The American auto industry was once the centerpiece of the U.S. economy. While that’s no longer the case, it still remains important. It employs large numbers of people and purchases supplies from literally thousands of U.S. companies.

There can be endless debates of why the U.S. auto industry is in such trouble — from the decisions and makeup of management, to the unions that control much of the workforce, to the cost structures inherent in producing cars in the American economy. Whatever the reasons are, it left it woefully unprepared for the 2008 economic recession.
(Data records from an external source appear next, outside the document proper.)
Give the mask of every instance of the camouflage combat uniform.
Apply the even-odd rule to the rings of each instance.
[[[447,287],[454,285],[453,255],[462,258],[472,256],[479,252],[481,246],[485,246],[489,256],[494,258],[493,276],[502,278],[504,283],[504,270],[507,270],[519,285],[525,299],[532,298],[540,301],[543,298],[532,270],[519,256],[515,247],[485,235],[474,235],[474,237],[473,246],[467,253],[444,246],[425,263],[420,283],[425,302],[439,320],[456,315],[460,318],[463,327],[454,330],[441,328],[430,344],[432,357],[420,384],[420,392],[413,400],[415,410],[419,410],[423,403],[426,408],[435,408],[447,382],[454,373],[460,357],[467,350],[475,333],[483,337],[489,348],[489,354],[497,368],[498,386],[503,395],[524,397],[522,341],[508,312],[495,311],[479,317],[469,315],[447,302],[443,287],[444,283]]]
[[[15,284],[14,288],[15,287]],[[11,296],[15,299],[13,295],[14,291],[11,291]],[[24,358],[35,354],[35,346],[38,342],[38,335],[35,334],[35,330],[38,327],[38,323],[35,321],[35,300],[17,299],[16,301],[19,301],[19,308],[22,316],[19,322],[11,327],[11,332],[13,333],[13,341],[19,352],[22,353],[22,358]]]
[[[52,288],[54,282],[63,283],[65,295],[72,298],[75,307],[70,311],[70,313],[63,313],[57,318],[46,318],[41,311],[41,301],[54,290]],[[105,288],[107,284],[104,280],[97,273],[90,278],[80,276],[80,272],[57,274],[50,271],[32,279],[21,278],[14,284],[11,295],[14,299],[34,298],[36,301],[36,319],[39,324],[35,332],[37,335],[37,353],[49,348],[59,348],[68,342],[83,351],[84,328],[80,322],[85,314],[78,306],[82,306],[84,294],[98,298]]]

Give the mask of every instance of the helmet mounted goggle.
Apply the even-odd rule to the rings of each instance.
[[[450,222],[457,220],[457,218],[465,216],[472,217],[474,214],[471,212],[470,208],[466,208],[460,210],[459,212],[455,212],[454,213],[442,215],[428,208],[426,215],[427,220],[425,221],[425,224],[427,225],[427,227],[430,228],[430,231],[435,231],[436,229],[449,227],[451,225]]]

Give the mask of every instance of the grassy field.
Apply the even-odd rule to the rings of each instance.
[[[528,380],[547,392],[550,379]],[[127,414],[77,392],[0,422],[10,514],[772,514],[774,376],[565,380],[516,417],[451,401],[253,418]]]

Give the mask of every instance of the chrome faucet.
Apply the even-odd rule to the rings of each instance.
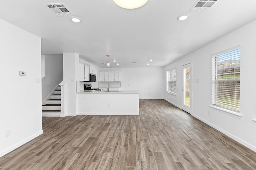
[[[109,87],[110,86],[110,83],[108,83],[108,91],[109,92]]]

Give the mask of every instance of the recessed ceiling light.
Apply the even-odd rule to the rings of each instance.
[[[74,22],[80,22],[81,21],[81,18],[73,16],[71,17],[71,18],[72,21]]]
[[[126,9],[135,9],[145,5],[148,0],[113,0],[120,7]]]
[[[189,14],[184,14],[178,16],[177,18],[177,19],[180,21],[182,21],[188,18],[190,16]]]

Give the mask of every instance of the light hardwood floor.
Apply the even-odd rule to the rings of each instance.
[[[256,152],[165,100],[140,100],[140,110],[43,117],[44,133],[0,158],[0,169],[256,169]]]

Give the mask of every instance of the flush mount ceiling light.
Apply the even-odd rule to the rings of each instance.
[[[107,62],[107,66],[109,67],[110,66],[110,63],[108,61],[108,57],[109,57],[109,55],[107,55],[107,57],[108,57],[108,62]]]
[[[145,5],[148,0],[113,0],[115,3],[125,9],[135,9]]]
[[[72,16],[70,17],[70,18],[71,18],[72,21],[74,22],[80,22],[81,21],[81,18],[77,17]]]
[[[189,14],[183,14],[177,17],[177,19],[180,21],[182,21],[188,18],[190,16]]]

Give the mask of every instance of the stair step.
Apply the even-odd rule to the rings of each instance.
[[[60,104],[45,104],[44,105],[43,105],[43,106],[61,106],[61,105]]]
[[[43,117],[59,117],[60,112],[42,112],[42,115]]]
[[[60,112],[60,110],[42,110],[42,112]]]

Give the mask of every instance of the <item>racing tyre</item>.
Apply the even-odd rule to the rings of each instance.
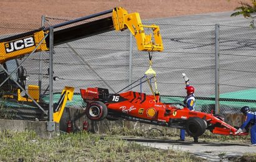
[[[200,136],[205,131],[206,125],[204,120],[198,117],[192,117],[186,122],[186,131],[193,137]]]
[[[101,121],[107,117],[107,108],[103,102],[96,101],[89,104],[86,110],[86,113],[89,120]]]
[[[225,115],[223,114],[214,114],[214,116],[216,118],[219,118],[219,120],[225,122]]]
[[[109,121],[117,121],[119,120],[119,118],[114,118],[112,117],[109,117],[109,116],[107,116],[106,118]]]

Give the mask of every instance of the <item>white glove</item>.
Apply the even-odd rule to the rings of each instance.
[[[185,73],[182,73],[181,76],[182,76],[182,77],[184,79],[184,80],[185,80],[185,82],[187,82],[189,81],[189,79],[188,77],[187,77],[187,75]]]
[[[238,133],[242,132],[243,131],[243,130],[242,130],[241,128],[239,128],[237,131],[235,132],[235,135],[237,135]]]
Recessions reveal weak businesses and destroy them, freeing up resources for new enterprises. They occur when, as is inevitable, inefficiencies and irrationalities build up in the financial and economic system. The resulting economic downturn imposes a harsh discipline that destroys the inefficient, encourages efficiencies, and opens the doors to new businesses using new technologies and business models. The year 2001 smashed the dot com technology sector in the U.S., but that opened the door for Google Inc.

The business cycle works well, but the human costs can be daunting. The collapse of inefficient businesses leaves workers without jobs, investors without money, and society less stable than before. The pain needed to rectify every country’s economy is enormous. Each country is prepared to accept a high degree of economic inefficiency to avoid, or at least postpone, the reckoning. The reckoning always comes, but for most of us, later is better than sooner. Economic rationality takes a back seat to social necessity and political common sense.

The last recession had hit the auto industry hard. The ultimate reason is the same one that destroyed the U.S. steel industry a generation ago: Given U.S. cost structures, producing commodity products is best left to countries with lower wage rates, while more expensive U.S. labor is deployed in more specialized products requiring greater expertise. Thus, there is still steel production in the U.S., but it is specialty steel production, not commodity steel.

Allowing this to happen to the U.S. auto industry sounds easy, but the transition would be a bloodletting. Current employees of both the automakers and suppliers would be devastated. Institutions that have lent money to the automakers would suffer massive or total losses. Pensioners might lose pensions and health care benefits, and an entire region of the U.S.— the industrial Midwest — would be devastated. Something stronger would grow in its place eventually, but not soon enough for many of the current employees, shareholders and creditors.

Policymakers had a decision to make. If the automakers were allowed to fail, their drain on the economy would’ve ended; the pain would’ve been shorter (if not more intense); and new industries would emerge more quickly. But though their drain on the economy would end, the impact of the automakers’ failure on the economy would’ve been seismic. Unemployment would surge, as would bankruptcies of many auto suppliers. Defaults on loans would hit the credit markets. In the Midwest, home prices would plummet and foreclosures would skyrocket. And God only knows what the impact on equity markets would be.

Few if any believe the U.S. auto industry can survive in its current form. But there was an emerging consensus in Washington that the auto industry must not be allowed to fail in 2008-2009. The argument for spending money on the auto industry was not to save it, but to postpone its failure until a less devastating and inconvenient time. In other words, fearing the social and political consequences of a recession working itself through to its logical conclusion, Washington decided to spend money it knew it might not recover to postpone the failure.

There is also a powerful counter-argument to bailing out the U.S. auto industry. This argument holds that the auto industry is a drain on the U.S. economy, that it will never be globally competitive, and that if it is dragged back from the edge, no one will then say it is time to push it to the edge and over. The next time it will be on the brink will be during the next recession, and the same argument to save it will be used. In due course, the U.S. will be so terrified of the social and political consequences of business failure that it will maintain Chinese-like state owned enterprises, full of employees and generation-old plants and business models. Clearly, short-run solutions can easily become long-term albatrosses.

Wherever there is an economic downturn, politicians must decide whether society, and their own political futures, can withstand the rigors recessions impose. Every country in the world looks inward at the impact of any recession on its economy and measures its resources. Countries decide whether they have the ability to prop up businesses that should fail, what the social consequences of business failure would be, and whether they should try to use their resources to avoid the immediate pain of recession.

Each country is also trying to answer the question of how much pain it, and its regime, can endure. The more pain imposed, the healthier countries will emerge economically, unless of course the pain kills them. Ultimately, this is where the rationality of sound economics and the reality of social stability frequently diverge.